The sounds were different. Everything was more confused. Muddier, overlapping, deafening. There was the stink of smoke in the air, and he never remembered smells from his dreams. Goose bumps rose on his skin. His heart began racing.

Real.

This was real.

Oh my God. This is real!

Suddenly, Milo was in motion.

He flung his plate away and jumped off the tailgate. The ground seemed to ripple under him as the shock waves shook the camp. A hunter-killer drinker—a flying foot-long tick that could suck all the life out of a person—flew directly at him, and Milo swatted it out of the air. The impact numbed his hand. The drinker struck the fender of the truck and dropped to the dirt, the wings beating furiously to regain altitude. Milo stomped down on it. Once, twice, again and again until the metal shell split apart and the green lifelight burst into a cloud of glittering crystal dust. Fire and sparks shot upward from the machine.

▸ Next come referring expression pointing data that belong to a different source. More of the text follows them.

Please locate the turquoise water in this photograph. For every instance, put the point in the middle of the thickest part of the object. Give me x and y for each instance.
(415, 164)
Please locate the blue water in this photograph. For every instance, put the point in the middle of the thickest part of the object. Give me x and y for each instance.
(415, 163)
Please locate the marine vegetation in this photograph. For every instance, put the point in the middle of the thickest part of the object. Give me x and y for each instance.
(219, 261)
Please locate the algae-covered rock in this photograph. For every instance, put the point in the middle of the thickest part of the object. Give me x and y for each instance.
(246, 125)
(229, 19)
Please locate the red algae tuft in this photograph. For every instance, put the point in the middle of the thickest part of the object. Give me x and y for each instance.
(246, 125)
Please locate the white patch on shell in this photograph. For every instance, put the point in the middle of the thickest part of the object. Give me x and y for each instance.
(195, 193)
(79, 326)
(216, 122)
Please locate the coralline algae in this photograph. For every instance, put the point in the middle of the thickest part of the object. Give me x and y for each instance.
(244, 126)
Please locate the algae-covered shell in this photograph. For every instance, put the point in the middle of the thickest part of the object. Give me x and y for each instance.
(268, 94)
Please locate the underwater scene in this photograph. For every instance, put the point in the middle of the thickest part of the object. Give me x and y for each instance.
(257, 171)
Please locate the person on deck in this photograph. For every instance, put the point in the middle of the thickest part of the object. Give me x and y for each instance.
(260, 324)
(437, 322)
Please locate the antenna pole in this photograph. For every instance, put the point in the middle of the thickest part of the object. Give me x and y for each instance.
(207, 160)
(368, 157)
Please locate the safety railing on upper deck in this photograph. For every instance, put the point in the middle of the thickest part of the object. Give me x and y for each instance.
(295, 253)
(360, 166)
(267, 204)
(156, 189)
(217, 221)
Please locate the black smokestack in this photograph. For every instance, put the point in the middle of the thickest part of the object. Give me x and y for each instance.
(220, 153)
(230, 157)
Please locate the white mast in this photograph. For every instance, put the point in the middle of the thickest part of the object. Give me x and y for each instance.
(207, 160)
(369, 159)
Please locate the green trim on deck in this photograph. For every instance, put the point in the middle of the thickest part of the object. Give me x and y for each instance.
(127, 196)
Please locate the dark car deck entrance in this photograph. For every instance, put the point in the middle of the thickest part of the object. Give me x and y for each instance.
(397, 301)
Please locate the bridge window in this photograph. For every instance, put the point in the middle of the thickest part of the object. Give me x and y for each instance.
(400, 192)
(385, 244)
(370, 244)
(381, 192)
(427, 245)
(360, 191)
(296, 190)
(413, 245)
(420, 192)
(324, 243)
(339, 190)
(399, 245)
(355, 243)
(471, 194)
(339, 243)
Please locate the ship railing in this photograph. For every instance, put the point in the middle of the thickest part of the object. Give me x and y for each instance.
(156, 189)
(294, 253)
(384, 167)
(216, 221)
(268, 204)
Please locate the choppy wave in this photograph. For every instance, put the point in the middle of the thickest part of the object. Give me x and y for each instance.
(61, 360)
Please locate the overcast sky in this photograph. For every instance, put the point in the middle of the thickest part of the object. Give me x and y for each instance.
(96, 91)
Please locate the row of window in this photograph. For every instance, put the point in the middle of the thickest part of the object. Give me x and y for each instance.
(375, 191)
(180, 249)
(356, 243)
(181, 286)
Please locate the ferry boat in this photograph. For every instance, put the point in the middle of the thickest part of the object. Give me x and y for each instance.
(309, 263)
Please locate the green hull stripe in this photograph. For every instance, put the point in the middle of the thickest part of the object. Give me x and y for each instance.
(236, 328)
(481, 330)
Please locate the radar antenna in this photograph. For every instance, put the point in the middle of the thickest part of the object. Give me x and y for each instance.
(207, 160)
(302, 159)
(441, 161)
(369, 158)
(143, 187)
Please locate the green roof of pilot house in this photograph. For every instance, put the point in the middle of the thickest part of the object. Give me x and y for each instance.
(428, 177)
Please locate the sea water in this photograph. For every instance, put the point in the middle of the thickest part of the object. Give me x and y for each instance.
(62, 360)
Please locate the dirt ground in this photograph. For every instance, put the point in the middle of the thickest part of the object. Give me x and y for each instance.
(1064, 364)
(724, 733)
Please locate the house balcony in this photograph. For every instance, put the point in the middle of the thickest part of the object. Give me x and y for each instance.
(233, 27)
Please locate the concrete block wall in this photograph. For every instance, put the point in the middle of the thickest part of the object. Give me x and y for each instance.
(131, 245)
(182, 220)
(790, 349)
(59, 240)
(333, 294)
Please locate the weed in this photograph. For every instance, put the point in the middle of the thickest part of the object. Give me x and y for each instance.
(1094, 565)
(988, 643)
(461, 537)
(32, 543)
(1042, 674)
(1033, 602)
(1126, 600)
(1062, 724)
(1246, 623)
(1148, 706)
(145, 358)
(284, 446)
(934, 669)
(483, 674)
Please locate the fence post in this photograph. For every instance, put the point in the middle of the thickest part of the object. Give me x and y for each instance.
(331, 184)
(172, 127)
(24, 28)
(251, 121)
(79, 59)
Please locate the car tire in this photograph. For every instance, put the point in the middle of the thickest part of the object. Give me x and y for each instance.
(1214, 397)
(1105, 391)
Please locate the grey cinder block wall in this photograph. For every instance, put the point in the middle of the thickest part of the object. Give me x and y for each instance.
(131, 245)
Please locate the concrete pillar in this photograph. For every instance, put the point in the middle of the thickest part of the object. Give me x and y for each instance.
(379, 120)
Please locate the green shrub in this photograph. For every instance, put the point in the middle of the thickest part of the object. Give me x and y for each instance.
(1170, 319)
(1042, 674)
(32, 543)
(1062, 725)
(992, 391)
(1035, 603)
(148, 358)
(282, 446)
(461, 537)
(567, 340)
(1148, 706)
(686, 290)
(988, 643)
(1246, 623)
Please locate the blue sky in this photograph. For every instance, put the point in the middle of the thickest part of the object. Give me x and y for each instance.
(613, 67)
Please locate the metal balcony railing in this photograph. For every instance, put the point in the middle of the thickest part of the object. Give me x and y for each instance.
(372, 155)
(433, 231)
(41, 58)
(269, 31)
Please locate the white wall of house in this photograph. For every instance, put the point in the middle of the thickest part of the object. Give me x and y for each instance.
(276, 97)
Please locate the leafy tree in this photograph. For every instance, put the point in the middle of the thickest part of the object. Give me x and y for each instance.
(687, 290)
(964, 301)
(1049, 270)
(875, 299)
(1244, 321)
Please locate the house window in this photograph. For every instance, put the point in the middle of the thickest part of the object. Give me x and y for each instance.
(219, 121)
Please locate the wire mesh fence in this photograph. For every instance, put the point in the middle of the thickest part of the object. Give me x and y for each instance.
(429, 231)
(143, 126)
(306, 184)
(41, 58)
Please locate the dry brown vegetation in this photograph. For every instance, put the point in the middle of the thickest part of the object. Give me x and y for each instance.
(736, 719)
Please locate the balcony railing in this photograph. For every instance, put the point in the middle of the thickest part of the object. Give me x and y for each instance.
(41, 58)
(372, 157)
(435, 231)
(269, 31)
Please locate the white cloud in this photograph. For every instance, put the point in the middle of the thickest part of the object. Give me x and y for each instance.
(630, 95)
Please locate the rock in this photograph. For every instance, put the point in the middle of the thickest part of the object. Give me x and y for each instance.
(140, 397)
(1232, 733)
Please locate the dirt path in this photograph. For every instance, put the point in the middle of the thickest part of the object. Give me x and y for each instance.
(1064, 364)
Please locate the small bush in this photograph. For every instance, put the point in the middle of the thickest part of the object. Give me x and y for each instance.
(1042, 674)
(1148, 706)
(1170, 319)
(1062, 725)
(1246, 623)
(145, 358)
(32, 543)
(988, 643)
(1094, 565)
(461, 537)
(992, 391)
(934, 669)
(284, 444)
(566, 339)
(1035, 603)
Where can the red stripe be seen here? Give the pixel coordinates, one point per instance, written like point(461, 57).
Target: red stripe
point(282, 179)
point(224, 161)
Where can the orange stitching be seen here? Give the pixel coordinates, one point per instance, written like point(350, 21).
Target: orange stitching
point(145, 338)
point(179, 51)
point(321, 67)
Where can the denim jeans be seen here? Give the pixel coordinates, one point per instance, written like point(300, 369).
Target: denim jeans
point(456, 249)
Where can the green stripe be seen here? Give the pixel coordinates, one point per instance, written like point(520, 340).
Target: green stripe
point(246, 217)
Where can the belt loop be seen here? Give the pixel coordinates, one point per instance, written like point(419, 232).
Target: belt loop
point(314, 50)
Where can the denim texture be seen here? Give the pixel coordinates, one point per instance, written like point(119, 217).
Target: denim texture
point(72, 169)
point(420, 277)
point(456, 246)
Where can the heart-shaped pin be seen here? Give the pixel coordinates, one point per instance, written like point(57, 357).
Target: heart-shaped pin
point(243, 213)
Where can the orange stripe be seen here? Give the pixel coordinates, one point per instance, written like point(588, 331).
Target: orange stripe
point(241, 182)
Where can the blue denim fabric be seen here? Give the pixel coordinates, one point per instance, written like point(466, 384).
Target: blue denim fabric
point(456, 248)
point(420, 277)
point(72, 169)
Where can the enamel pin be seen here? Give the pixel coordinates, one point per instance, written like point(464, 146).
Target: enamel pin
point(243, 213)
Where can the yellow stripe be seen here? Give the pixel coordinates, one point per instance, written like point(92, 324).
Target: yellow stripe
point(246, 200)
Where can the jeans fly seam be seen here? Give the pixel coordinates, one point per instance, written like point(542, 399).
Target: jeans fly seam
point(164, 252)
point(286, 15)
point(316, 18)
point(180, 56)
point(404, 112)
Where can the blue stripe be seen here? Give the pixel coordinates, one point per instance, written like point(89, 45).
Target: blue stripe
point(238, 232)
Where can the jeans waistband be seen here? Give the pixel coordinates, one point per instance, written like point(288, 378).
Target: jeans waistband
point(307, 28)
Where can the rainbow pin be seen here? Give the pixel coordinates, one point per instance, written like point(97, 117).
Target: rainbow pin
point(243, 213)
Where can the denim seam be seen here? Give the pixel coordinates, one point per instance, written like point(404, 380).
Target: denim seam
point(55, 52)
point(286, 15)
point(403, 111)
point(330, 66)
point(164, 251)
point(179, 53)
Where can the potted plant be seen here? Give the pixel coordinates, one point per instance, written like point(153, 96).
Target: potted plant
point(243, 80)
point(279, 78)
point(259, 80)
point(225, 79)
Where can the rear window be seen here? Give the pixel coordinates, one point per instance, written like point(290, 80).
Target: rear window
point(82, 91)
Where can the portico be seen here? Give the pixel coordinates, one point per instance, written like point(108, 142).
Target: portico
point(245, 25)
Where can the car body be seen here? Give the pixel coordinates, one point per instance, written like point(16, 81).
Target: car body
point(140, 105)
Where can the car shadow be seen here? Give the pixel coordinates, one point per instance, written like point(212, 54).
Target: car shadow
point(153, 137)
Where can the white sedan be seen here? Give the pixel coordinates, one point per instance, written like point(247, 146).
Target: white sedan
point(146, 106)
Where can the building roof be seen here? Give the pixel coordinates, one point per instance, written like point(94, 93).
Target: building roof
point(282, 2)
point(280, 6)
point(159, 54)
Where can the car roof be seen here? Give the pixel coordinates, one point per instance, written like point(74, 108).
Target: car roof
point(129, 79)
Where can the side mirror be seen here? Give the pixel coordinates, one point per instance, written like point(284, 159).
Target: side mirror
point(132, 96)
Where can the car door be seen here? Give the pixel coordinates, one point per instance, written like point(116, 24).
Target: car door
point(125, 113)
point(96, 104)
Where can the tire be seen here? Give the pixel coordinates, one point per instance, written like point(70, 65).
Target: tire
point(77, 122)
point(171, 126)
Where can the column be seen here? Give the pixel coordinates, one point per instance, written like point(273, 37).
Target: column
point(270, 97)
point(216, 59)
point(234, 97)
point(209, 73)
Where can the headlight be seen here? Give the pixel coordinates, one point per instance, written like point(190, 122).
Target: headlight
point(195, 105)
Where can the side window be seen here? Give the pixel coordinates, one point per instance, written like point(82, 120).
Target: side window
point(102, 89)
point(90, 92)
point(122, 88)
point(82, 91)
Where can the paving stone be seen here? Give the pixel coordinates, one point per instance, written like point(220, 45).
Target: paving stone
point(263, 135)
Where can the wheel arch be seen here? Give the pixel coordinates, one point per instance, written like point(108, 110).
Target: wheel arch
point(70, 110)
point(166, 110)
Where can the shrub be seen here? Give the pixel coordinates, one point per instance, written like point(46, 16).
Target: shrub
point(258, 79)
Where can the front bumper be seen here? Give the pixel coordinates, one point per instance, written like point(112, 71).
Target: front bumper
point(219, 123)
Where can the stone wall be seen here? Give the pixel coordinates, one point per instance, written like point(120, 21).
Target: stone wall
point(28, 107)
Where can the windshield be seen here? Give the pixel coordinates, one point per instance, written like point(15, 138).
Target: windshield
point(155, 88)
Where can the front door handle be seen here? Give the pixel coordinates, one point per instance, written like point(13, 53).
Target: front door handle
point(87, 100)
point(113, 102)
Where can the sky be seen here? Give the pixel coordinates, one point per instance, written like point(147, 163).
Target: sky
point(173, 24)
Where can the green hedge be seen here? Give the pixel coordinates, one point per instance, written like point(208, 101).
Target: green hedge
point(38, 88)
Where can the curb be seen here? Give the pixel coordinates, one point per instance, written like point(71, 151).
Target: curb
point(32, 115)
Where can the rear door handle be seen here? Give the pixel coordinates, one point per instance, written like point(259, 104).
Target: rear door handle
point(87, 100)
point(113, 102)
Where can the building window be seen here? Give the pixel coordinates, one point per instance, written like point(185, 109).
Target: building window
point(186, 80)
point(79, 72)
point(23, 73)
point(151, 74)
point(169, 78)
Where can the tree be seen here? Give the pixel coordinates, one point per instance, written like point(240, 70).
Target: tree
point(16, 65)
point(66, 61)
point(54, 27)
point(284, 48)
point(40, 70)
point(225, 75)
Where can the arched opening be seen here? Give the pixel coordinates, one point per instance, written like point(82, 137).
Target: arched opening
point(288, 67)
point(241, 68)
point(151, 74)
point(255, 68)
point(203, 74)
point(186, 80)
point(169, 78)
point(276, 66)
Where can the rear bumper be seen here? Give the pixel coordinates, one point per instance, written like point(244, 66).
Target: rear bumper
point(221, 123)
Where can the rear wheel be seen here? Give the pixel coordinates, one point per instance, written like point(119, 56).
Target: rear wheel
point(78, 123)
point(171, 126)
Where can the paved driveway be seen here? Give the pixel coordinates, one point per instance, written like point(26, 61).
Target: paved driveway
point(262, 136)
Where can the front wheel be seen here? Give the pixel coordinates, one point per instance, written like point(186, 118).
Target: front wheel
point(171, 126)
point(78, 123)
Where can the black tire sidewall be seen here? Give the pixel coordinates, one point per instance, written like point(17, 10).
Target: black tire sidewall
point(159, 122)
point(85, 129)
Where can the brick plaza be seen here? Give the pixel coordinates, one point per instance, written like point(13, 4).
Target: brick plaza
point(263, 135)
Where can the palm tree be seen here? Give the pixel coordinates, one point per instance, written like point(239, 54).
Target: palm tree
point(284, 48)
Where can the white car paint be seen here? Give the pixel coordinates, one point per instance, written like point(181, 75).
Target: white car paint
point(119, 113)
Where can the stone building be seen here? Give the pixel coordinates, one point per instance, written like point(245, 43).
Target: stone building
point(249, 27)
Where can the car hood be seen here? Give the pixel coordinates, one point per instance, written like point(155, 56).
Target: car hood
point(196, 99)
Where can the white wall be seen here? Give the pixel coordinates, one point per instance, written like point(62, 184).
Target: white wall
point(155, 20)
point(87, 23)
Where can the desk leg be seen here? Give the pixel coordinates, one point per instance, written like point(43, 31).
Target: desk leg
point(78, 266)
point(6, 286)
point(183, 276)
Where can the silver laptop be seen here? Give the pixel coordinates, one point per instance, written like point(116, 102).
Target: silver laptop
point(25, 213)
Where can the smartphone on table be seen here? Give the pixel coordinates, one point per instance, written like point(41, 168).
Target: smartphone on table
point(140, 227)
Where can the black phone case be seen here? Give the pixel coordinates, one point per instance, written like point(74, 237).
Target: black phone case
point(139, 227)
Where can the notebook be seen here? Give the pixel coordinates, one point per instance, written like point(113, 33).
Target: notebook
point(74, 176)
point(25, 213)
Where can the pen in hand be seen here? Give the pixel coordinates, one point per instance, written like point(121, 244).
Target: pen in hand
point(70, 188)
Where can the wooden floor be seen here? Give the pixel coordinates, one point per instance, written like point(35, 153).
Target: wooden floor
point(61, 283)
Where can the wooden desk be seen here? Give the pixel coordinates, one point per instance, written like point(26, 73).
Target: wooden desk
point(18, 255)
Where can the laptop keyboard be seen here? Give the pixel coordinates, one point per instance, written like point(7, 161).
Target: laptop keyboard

The sky seemed to be filled with glowing green lights. There were more of the hunter-killers in the air. So many kinds. More of the drinkers as well as iron-toothed biters that were as big as bobcats and clouds of mechanized gnats whose tiny mouths carried drops of a neurotoxin that could paralyze a grown man. Poppers exploded in the air, blowing apart the camouflage netting, exposing the camp to the Swarm.

“Shark!” yelled Milo as he grabbed his friend's arm. “We got to go!”

He pulled Shark off the tailgate, but Shark was still so sick and weak that he stumbled two steps and dropped to his knees.

“Go!” gasped Shark. “Milo, run. Don't worry about me.”

“Oh,
shut up!
” Milo grunted as he jerked Shark to his feet again, wrapped his arm over his shoulders, and began to half carry him.

A grinder—nine feet long and driven by a frenzied high-speed engine—ripped across the camp, the chain-saw blades scything through poles that supported clotheslines and tents. It whipsawed in the air like a snake, and when it caught their movement, it changed direction and flew straight for them.